Venison (Antelope, Elk and Deer) - This venison comes from truly wild and free-roaming South Texas Antelope, Axis Deer, and Fallow Deer and Elk. All animals are field harvested using a mobile processing unit. These species produce venison that is extremely lean and of the highest quality.

Wild Boar - Wild boar's reclusive nature and fierce disposition have long made them a hunter's prize. Wild boar are truly wild and free-roaming yielding meat with more flavor and less fat than regular pork.

Bandera Quail - We are proud to offer Bandera Quail from Diamond H Ranch, in Bandera, Texas. Raised on an all-natural diet and processed on-site at the ranch this delicately flavored quail meat is an excellent complement to wild game meats. 

Foie Gras - Grade-A foie gras comes from Moulard ducks, raised in low-stress open barns on a farm in New York State, recognized as a premier producer of high-quality foie gras. The ducks are never caged, and no antibiotics or hormones are administered. This foie gras a favorite among our best clientele for its naturally sweet taste and silky texture.

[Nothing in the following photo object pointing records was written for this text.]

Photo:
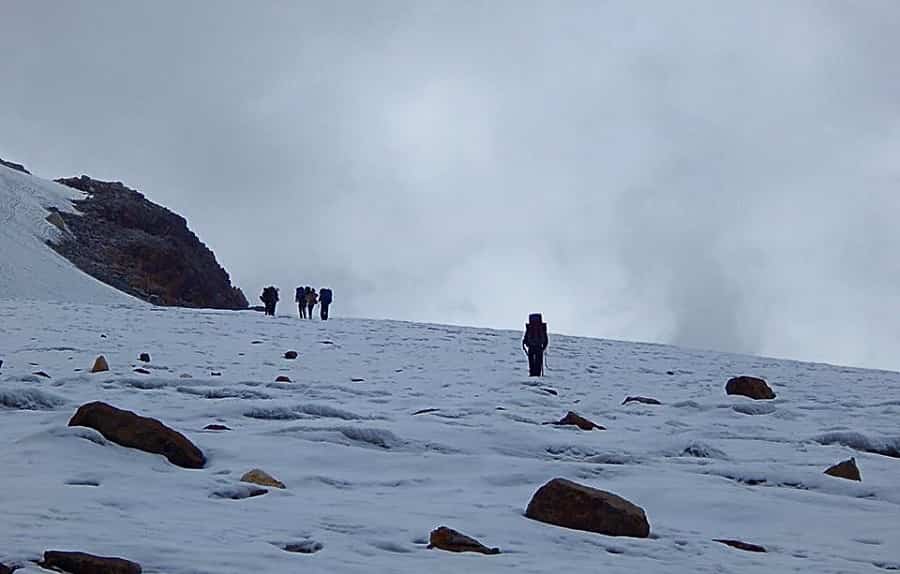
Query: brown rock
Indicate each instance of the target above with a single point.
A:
(846, 469)
(131, 430)
(572, 505)
(261, 477)
(579, 421)
(752, 387)
(740, 545)
(100, 365)
(453, 541)
(81, 563)
(643, 400)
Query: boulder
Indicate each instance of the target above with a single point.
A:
(82, 563)
(740, 545)
(262, 478)
(134, 431)
(572, 505)
(846, 469)
(448, 539)
(575, 419)
(642, 400)
(752, 387)
(100, 365)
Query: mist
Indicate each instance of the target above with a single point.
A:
(707, 174)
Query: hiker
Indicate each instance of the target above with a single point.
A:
(535, 343)
(300, 299)
(325, 298)
(269, 298)
(311, 300)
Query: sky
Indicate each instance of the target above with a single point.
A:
(721, 175)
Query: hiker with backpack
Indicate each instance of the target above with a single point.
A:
(300, 299)
(325, 299)
(535, 343)
(269, 298)
(311, 300)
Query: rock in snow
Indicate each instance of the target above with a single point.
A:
(846, 469)
(566, 503)
(129, 429)
(82, 563)
(752, 387)
(261, 477)
(574, 419)
(448, 539)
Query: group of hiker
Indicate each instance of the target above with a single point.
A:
(534, 343)
(306, 298)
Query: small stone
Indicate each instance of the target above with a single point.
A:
(740, 545)
(448, 539)
(575, 419)
(643, 400)
(262, 478)
(100, 365)
(82, 563)
(846, 469)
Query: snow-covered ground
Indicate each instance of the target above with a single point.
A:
(368, 479)
(28, 267)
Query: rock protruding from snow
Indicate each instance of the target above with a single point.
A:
(134, 431)
(100, 365)
(565, 503)
(262, 478)
(574, 419)
(448, 539)
(83, 563)
(143, 249)
(642, 400)
(753, 387)
(740, 545)
(845, 469)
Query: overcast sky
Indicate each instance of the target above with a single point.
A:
(712, 174)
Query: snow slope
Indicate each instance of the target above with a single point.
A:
(29, 268)
(367, 479)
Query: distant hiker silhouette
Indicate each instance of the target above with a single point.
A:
(311, 300)
(535, 343)
(300, 299)
(325, 298)
(269, 298)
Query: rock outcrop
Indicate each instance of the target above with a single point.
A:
(134, 431)
(753, 387)
(143, 249)
(82, 563)
(448, 539)
(572, 505)
(14, 165)
(846, 469)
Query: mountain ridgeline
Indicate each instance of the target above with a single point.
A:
(143, 249)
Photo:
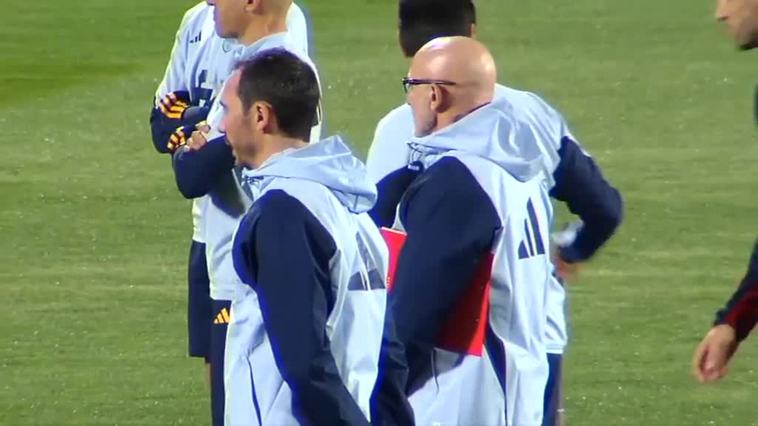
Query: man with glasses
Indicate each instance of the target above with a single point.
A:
(468, 296)
(571, 175)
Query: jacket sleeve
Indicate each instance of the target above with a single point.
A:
(197, 172)
(741, 311)
(580, 183)
(292, 278)
(389, 404)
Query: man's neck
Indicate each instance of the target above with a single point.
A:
(262, 27)
(276, 145)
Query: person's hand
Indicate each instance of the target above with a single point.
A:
(566, 271)
(710, 362)
(173, 104)
(199, 137)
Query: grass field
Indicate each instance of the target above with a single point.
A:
(94, 235)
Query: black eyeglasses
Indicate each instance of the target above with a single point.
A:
(408, 82)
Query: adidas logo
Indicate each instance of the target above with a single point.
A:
(532, 244)
(222, 317)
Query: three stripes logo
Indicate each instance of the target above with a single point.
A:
(532, 244)
(222, 317)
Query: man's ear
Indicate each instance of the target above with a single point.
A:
(252, 5)
(263, 117)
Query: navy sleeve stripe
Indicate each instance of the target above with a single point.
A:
(449, 234)
(581, 185)
(197, 172)
(391, 189)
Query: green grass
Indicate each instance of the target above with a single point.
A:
(93, 234)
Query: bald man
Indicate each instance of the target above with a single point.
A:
(469, 289)
(734, 323)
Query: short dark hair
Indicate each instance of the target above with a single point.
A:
(421, 21)
(285, 81)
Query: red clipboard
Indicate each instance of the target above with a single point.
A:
(466, 327)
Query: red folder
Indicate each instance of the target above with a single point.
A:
(465, 328)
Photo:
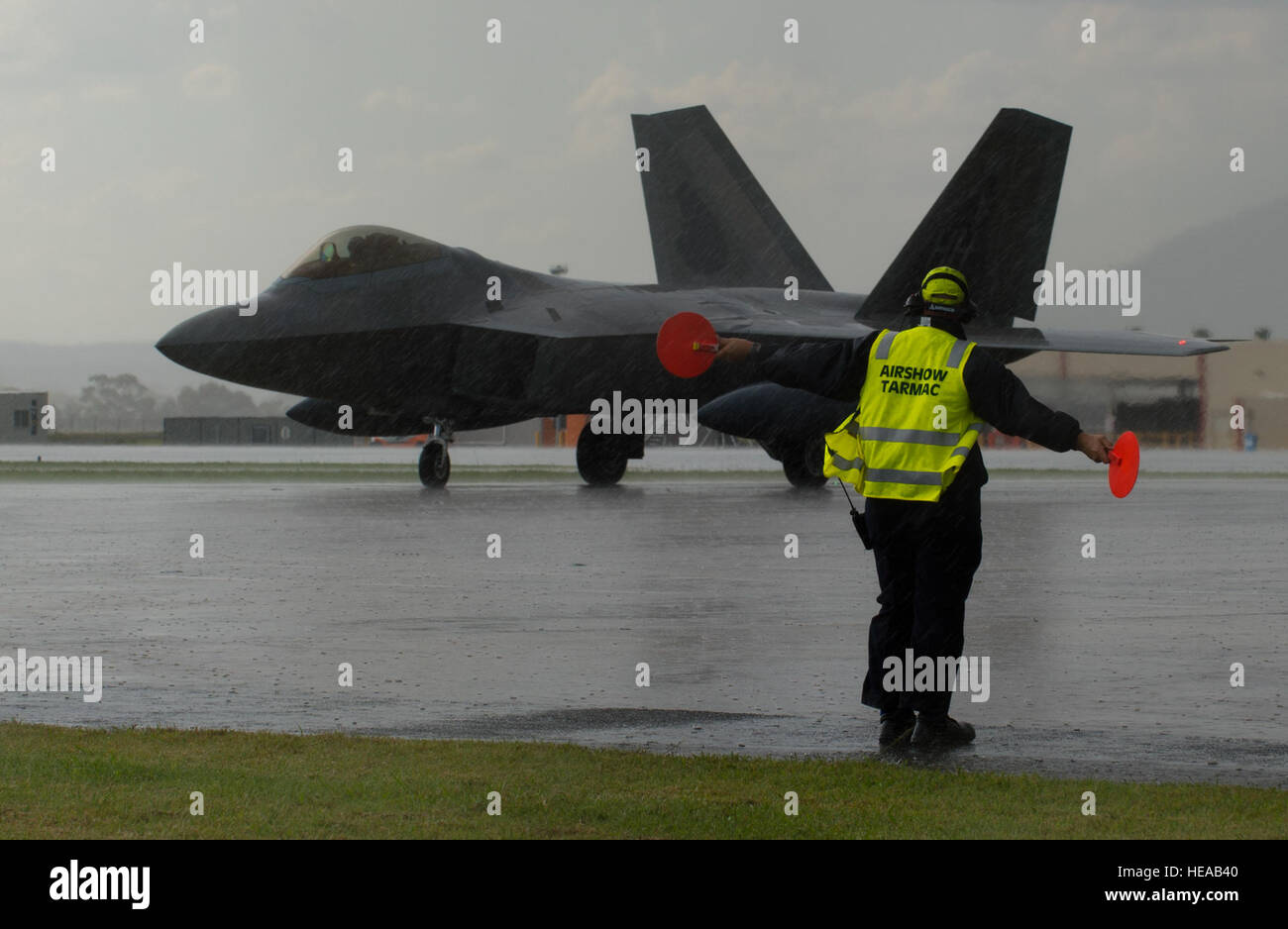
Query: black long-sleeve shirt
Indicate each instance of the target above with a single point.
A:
(837, 370)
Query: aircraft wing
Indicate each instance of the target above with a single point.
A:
(1013, 343)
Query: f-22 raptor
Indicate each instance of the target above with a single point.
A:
(416, 336)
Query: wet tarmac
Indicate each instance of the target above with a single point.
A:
(1112, 667)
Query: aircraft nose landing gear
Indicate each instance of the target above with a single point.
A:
(436, 464)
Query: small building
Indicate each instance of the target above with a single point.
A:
(245, 430)
(20, 416)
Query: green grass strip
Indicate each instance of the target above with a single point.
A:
(75, 782)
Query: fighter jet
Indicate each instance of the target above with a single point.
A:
(390, 334)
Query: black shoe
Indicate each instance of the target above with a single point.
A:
(896, 727)
(941, 732)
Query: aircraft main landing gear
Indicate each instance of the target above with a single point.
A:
(436, 464)
(601, 459)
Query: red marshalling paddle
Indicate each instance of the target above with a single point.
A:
(687, 344)
(1124, 464)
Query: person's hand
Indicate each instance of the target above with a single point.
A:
(1095, 447)
(734, 349)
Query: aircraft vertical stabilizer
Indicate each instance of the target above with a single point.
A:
(711, 224)
(992, 222)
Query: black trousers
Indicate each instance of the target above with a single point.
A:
(926, 558)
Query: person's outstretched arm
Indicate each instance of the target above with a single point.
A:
(1003, 399)
(832, 369)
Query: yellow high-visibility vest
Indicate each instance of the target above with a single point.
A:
(913, 426)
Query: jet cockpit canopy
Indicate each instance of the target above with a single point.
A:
(362, 249)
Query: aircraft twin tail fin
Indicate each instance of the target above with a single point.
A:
(711, 224)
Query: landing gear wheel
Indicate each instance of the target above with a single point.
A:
(804, 464)
(436, 464)
(600, 459)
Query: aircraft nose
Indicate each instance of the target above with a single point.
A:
(194, 343)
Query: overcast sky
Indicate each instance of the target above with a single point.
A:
(223, 155)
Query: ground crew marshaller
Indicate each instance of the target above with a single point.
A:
(911, 448)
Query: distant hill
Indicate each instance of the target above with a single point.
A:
(1223, 274)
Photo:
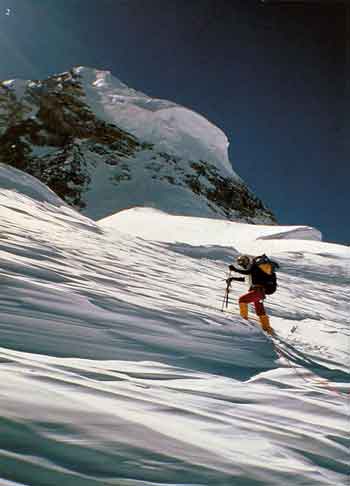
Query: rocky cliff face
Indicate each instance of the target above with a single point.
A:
(103, 147)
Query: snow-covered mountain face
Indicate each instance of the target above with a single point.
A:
(103, 147)
(117, 366)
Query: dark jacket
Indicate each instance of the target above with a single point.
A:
(259, 278)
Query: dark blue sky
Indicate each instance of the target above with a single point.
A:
(272, 75)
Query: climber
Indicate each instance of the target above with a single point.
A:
(261, 272)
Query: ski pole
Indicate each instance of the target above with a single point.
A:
(227, 290)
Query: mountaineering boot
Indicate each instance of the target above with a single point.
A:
(243, 310)
(265, 323)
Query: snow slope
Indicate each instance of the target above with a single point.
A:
(118, 368)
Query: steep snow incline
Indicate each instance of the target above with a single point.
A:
(173, 128)
(157, 225)
(118, 368)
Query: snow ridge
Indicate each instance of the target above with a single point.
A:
(103, 147)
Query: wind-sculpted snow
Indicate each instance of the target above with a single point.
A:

Australian Lamb - 100% grass-fed lamb is raised on pastures in Australia using traditional methods, which creates a clean taste that is much milder than other lamb. The lambs graze freely on rye and clover in the lush, mineral-rich plains of the Colac, Victoria, region in Southeast Australia, well known as the source of the best lamb in the country. Australian lamb is also free from antibiotics and hormones. The stress-free environment produces tender and mild meat, proving that the best practices can be tasted on the plate.

Mangalitsa Pork - The Kobe beef of pork, Raised without added hormones, antibiotic free, and never pumped chemicals into the meat.  The flavor of the pork comes from the heirloom breed raised on a family farm.  Mangalitsa Pork is raised for it’s deeper red coloring as well as it’s marbling – making it some of the most tender pork full of flavor and moisture.

Grass-Fed Beef -  These cattle were allowed to forage and graze for their own fresh food. They may be given close substitutes like alfalfa during the winter, but unlike grain-fed animals, the emphasis is still on providing the closest thing to a natural diet as possible.

Free-Range Chicken - Do not need artificial supplements and growth hormones to look and stay big, therefore the meat they produce is healthier and safer for humans to consume; plus much more flavorful!

Peking Duck - Peking duck is a dish from Beijing that has been prepared since the imperial era. The meat is characterized by its thin, crisp skin, with authentic versions of the dish serving mostly the skin and little meat, sliced in front of the diners by the cook.

Waygu Beef - American Wagyu beef is the result of cross-breeding Japanese Wagyu with high-quality continental breeds of cattle. American Wagyu beef is prized because of its intense marbling and high percentage of oleaginous, intramuscular unsaturated fat. The name Kobe is reserved exclusively to describe cattle raised in the Kobe region of Japan.